From each genre, all unique music visualisations and note input methods were recorded. The categories were formed by observing the logic behind the solutions. For each unique logic, a new category was created. Music visualisations and note input methods are sometimes put into a bundle and called an editing interface or just an interface of a music editing tool (Marrington 2010). In the current study, the two were separated, as it is evident that several programmes offer the possibility to visualise the same song in multiple ways, and also offer a variety of ways to input notes (Hosken 2014).

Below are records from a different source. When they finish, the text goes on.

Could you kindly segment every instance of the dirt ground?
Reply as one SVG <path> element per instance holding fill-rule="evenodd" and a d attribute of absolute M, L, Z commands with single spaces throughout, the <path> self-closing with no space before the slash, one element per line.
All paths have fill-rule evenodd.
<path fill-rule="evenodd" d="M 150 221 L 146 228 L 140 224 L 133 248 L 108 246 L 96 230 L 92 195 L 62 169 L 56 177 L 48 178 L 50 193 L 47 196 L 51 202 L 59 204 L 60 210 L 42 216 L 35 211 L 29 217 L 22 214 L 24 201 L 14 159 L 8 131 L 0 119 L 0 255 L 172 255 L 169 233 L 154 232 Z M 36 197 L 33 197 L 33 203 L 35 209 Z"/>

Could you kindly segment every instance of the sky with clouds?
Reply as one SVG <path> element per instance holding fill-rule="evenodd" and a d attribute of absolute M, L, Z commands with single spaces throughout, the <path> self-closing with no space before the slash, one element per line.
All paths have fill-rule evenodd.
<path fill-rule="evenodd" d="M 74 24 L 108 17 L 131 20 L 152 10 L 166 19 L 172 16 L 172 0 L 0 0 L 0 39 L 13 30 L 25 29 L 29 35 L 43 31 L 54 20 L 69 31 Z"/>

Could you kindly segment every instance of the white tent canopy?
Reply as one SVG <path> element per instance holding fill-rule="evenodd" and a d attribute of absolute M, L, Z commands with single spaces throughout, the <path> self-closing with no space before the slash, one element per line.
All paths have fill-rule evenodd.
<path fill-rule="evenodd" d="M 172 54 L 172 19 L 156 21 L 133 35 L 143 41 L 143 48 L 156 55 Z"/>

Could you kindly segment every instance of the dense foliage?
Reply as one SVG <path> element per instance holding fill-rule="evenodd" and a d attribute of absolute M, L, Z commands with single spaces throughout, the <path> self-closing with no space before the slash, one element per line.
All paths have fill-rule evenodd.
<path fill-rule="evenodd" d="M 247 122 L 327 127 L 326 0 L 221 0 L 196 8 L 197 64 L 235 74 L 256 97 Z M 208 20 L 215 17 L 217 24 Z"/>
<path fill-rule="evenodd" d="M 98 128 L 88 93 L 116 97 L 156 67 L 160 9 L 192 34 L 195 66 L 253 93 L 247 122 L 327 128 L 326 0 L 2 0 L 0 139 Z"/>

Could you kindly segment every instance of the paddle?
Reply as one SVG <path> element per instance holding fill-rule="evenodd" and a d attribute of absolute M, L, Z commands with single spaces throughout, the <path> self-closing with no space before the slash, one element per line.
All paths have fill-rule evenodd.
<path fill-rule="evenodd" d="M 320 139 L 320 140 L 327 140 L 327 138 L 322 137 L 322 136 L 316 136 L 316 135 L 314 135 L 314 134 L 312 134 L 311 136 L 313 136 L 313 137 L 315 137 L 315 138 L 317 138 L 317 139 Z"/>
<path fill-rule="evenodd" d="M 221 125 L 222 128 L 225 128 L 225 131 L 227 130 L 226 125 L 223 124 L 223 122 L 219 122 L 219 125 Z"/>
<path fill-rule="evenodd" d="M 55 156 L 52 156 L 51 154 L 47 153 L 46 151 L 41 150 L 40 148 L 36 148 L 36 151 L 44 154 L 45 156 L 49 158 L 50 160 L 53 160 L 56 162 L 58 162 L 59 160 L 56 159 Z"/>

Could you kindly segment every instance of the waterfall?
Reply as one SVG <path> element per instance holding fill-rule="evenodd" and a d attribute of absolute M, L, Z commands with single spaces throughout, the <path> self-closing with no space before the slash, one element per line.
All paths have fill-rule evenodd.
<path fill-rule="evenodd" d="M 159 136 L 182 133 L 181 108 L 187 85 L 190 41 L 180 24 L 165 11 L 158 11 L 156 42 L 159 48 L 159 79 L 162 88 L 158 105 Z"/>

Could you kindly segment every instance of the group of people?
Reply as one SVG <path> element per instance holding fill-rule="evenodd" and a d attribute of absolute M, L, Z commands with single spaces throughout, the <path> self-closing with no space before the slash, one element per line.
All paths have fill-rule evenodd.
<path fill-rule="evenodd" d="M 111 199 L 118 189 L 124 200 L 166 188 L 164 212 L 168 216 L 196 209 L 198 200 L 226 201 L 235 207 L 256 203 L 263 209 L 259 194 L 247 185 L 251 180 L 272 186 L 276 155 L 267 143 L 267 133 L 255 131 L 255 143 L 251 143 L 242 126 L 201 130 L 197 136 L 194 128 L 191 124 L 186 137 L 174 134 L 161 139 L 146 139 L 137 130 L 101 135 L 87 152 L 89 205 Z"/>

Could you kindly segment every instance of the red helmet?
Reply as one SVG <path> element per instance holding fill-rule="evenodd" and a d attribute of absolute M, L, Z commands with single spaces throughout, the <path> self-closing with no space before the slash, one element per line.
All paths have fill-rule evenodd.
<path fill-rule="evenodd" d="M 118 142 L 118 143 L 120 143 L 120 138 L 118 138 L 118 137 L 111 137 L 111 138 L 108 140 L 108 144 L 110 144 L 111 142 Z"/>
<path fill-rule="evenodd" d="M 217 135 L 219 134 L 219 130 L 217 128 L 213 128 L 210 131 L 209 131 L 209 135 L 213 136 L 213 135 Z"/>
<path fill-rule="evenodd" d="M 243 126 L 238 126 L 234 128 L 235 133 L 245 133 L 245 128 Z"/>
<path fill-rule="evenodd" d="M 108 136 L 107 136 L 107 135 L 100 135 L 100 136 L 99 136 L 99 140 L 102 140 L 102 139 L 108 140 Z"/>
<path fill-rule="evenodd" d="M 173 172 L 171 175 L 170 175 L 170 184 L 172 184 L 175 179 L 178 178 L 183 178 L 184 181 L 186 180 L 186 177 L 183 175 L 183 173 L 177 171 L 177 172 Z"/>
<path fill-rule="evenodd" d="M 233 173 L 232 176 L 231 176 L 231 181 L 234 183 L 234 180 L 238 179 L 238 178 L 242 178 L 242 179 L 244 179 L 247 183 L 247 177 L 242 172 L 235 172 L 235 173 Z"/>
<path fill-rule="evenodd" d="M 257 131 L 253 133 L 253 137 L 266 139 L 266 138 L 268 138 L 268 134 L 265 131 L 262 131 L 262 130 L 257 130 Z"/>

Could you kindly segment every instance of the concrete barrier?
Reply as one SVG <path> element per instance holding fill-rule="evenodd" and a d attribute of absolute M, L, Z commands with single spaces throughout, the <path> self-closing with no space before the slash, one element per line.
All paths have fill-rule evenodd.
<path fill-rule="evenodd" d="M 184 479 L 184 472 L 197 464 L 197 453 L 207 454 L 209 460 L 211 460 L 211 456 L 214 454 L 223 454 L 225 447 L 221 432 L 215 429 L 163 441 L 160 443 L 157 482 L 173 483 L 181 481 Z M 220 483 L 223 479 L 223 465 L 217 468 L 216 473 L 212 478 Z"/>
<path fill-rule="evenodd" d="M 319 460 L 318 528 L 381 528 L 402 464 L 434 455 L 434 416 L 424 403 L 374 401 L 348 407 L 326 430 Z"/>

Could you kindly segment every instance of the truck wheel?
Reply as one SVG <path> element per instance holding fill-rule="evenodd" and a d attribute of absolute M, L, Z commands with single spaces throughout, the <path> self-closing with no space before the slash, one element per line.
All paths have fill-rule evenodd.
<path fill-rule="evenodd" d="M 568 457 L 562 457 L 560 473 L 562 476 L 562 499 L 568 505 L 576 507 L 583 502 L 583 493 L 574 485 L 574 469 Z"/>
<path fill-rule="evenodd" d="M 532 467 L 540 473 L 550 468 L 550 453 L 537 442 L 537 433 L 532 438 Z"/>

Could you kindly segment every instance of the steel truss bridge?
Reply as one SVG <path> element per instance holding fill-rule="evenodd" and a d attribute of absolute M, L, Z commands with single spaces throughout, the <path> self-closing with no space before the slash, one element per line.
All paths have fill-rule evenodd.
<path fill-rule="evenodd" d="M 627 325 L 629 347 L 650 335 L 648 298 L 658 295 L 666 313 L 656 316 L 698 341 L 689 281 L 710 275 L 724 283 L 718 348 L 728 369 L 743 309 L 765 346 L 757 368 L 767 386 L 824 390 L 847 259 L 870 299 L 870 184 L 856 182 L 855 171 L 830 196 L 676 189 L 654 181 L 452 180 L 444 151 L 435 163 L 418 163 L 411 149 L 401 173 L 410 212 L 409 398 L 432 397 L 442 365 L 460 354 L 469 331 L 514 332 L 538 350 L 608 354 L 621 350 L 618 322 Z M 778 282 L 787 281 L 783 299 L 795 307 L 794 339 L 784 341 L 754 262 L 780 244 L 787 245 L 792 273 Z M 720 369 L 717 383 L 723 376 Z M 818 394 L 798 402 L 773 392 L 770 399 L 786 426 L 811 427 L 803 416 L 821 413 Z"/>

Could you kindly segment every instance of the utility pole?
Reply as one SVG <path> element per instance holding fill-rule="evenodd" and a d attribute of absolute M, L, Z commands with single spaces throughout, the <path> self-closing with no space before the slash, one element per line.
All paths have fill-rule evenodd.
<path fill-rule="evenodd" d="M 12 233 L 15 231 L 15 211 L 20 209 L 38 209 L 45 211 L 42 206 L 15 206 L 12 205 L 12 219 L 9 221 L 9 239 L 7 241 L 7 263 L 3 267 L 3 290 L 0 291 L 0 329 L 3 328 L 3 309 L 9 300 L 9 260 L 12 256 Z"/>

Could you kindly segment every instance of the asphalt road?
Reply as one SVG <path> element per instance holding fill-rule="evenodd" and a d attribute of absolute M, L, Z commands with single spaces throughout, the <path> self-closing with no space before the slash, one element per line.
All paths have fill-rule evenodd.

The mathematics content in national educational curricula of the United Kingdom (UK Government 2013) and Finland (Finnish Ministry of Education 2014) was observed for the chosen target age groups of 10–15 years. The found areas of mathematics were compared to the music visualisations in the composing software. There were two ways the visualisations could support the mathematics content: direct and indirect. In case the visualisation contained direct references to specific mathematics content, for example, geometric shapes, it was recorded to have the affordance for teaching geometry. However, the visualisation could also indirectly support the learning of some mathematics content, by, for example, containing a logical structure, which taught processes needed in mathematics. An example of this would be visualisations that rely on an x- and y-axis to represent aspects of the music. These visualisations might not directly show the coordinate grid, but essentially working which such visualisations would still have the affordance of teaching how a coordinate grid functions (Gall and Breeze 2005).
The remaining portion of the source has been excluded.